Aramco in talks for additional LNG deals, CEO says

Saudi Arabia’s energy behemoth Aramco is in negotiations to buy more LNG volumes as it continues to build up its LNG portfolio, according to Aramco’s CEO, Amin Nasser.

Nasser answered a question on Tuesday during Aramco’s 2025 earnings call regarding the company’s medium-term ambitions in the LNG sector following deals in the US and Canada.

“We did take some positions to develop our LNG portfolio and enhance our trading capability. We will continue to monitor attractive opportunities globally,” he said.

Nasser noted that Aramco closed a strategic partnership with EIG’s MidOcean Energy in 2024, which allows the company to enter projects MidOcean acquires.

This includes the acquisition of Tokyo Gas Co.’s interests in a portfolio of Australian integrated LNG projects.

MidOcean completed its deal to buy an additional 15 percent interest in Peru LNG from Hunt Oil, while it also purchased a 20 percent interest in Petronas’ entities in Canada, including a stake in the Shell-led LNG Canada project.

Last year, Aramco also signed a 20-year deal with NextDecade to buy 1.2 mtpa of LNG per year from Train 4 at the Rio Grande LNG facility.

Most recently, Kimmeridge’s Commonwealth LNG signed a 20-year sales and purchase agreement with Aramco to supply the latter with LNG from its planned 9.5 mtpa LNG export project near Cameron, Louisiana.

“We have positioned different projects with a cumulative potential offtake of up to 3.2 million tonnes by 2030. We are also looking at LNG volumes from other non-binding agreements with other global partners that are currently under negotiation,” Nasser said.

These LNG offtake agreements include 1.2 mtpa from NextDecade and the long-term offtake agreement with Commonwealth LNG for 1 mtpa of LNG with an option to increase to 2 mtpa.

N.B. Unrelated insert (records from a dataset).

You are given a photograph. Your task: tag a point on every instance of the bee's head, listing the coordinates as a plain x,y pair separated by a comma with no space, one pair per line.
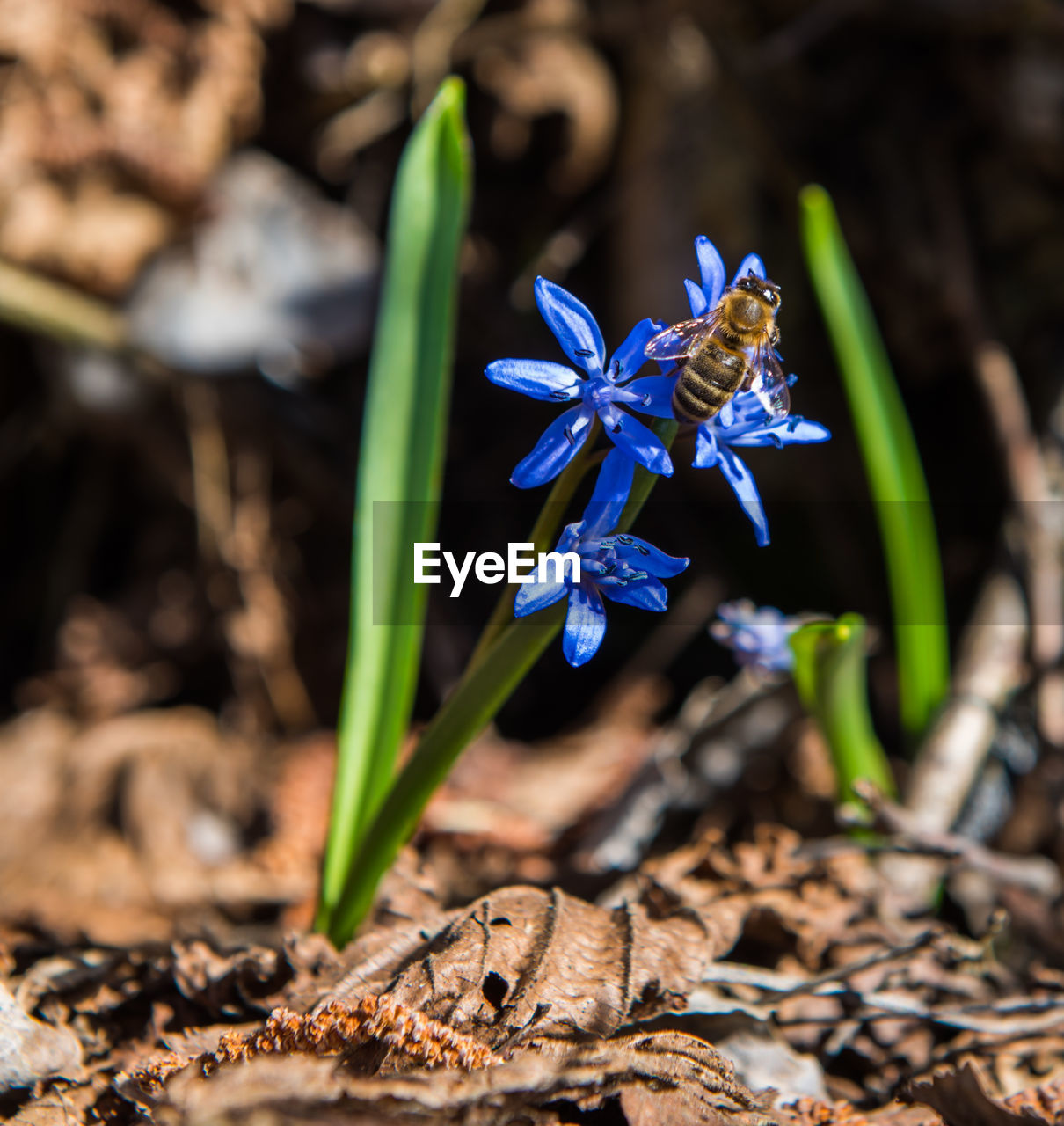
762,288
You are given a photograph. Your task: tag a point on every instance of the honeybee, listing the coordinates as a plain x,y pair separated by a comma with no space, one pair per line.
730,348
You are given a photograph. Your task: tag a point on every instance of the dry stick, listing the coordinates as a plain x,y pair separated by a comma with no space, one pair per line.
990,669
1036,874
1038,509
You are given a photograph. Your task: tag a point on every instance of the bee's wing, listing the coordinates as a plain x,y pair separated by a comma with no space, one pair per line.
679,340
768,382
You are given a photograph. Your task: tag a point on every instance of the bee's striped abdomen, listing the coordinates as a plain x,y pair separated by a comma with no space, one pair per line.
709,380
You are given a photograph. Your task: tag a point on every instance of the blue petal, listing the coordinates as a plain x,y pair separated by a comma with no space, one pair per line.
697,298
536,377
572,325
649,595
554,450
610,494
706,454
751,264
742,481
653,395
711,267
630,358
585,624
791,431
635,439
645,556
537,596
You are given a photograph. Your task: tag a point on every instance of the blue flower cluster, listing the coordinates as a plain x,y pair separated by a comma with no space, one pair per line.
618,567
758,635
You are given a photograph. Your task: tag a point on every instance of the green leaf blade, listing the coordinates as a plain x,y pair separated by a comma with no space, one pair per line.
400,470
892,463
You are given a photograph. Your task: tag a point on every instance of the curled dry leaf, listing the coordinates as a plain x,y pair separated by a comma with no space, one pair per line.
525,961
681,1078
31,1049
960,1098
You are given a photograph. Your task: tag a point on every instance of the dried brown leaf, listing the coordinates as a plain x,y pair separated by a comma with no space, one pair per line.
682,1080
526,961
960,1098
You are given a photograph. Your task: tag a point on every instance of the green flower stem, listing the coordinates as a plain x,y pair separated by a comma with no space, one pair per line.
892,463
59,311
483,690
831,676
542,536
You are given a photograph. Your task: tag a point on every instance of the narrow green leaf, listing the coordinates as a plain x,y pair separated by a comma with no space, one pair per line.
892,463
486,684
400,469
830,675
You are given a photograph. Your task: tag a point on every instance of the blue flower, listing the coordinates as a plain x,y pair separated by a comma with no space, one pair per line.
759,635
599,386
621,567
743,421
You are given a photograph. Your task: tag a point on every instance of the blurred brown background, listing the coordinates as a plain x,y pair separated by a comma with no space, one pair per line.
177,523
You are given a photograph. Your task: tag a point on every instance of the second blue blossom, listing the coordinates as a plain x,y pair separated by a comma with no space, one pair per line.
598,386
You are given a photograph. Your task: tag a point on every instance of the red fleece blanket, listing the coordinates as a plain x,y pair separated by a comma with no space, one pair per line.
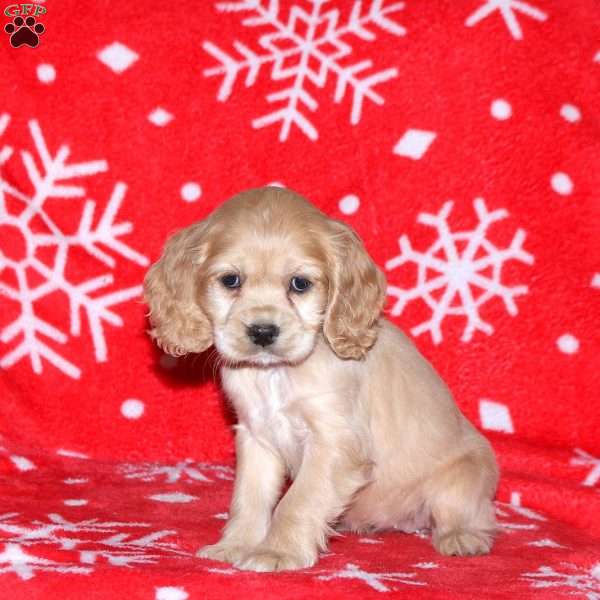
460,139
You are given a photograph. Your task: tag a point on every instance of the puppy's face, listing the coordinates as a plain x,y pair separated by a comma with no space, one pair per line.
265,296
261,278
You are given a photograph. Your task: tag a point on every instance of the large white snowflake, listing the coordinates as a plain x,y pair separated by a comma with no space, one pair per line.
373,580
584,459
310,47
507,9
29,229
186,470
458,275
121,544
576,580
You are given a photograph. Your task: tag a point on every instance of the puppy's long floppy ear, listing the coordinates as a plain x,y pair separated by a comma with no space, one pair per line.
179,325
356,295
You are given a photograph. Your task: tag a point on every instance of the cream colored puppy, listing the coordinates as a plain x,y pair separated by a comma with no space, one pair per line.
327,392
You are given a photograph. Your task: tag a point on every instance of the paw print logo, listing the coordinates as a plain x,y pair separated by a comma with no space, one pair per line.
24,32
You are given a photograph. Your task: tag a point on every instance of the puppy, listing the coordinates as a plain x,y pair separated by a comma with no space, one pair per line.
327,392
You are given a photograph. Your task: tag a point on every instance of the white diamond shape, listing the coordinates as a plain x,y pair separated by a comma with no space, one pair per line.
414,143
495,416
160,117
117,57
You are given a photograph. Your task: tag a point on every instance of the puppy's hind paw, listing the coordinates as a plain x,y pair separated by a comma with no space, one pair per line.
264,560
463,543
229,553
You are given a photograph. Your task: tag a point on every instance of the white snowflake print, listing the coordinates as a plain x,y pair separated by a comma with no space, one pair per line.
120,544
35,253
13,559
373,580
313,46
460,276
584,582
507,9
186,470
583,459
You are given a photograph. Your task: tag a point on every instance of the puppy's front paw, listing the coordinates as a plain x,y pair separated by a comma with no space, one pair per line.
264,559
463,543
224,551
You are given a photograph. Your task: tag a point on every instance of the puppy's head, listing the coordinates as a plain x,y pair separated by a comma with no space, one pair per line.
262,277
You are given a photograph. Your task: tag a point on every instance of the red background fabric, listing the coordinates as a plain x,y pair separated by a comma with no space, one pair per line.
501,101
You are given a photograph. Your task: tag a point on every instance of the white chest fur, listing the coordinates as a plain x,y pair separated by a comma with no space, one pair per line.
266,407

Nasser did not provide further details.

He said in August last year that Aramco’s long-term ambition is to have a portfolio of 20 mtpa of LNG capacity.

Strait of Hormuz

Last week, oil and LNG prices and LNG shipping rates surged as the markets experiencied “seismic shocks” in the wake of military action across the Middle East.

State-owned LNG giant QatarEnergy declared force majeure to its affected LNG buyers on March 4, two days after it stopped production of LNG due to military attacks on its operating facilities in Ras Laffan and Mesaieed.

During the call, Nasser also discussed the situation in the Middle East and the Strait of Hormuz due to the ongoing attacks by the US and Israel on Iran and Iran’s retaliatory attacks.

“As you know, the situation at the Strait of Hormuz is blocking sizable volumes of oil from the whole region here. The majority of our exports are sold on a free on board basis to our customers who assume the responsibility of shipping,” he said.

“We are working very closely with these customers and partners to minimize the impact of disruption and to utilize the flexibility that I mentioned earlier through the East-West and through our local and global storage facilities,” he said.

Asked about the possibility of Navy escorting tankers, he said, “Of course, we will support any actions or measures that will help to deliver our products to our customers, the global market, and that will open a window for the partners and for us.”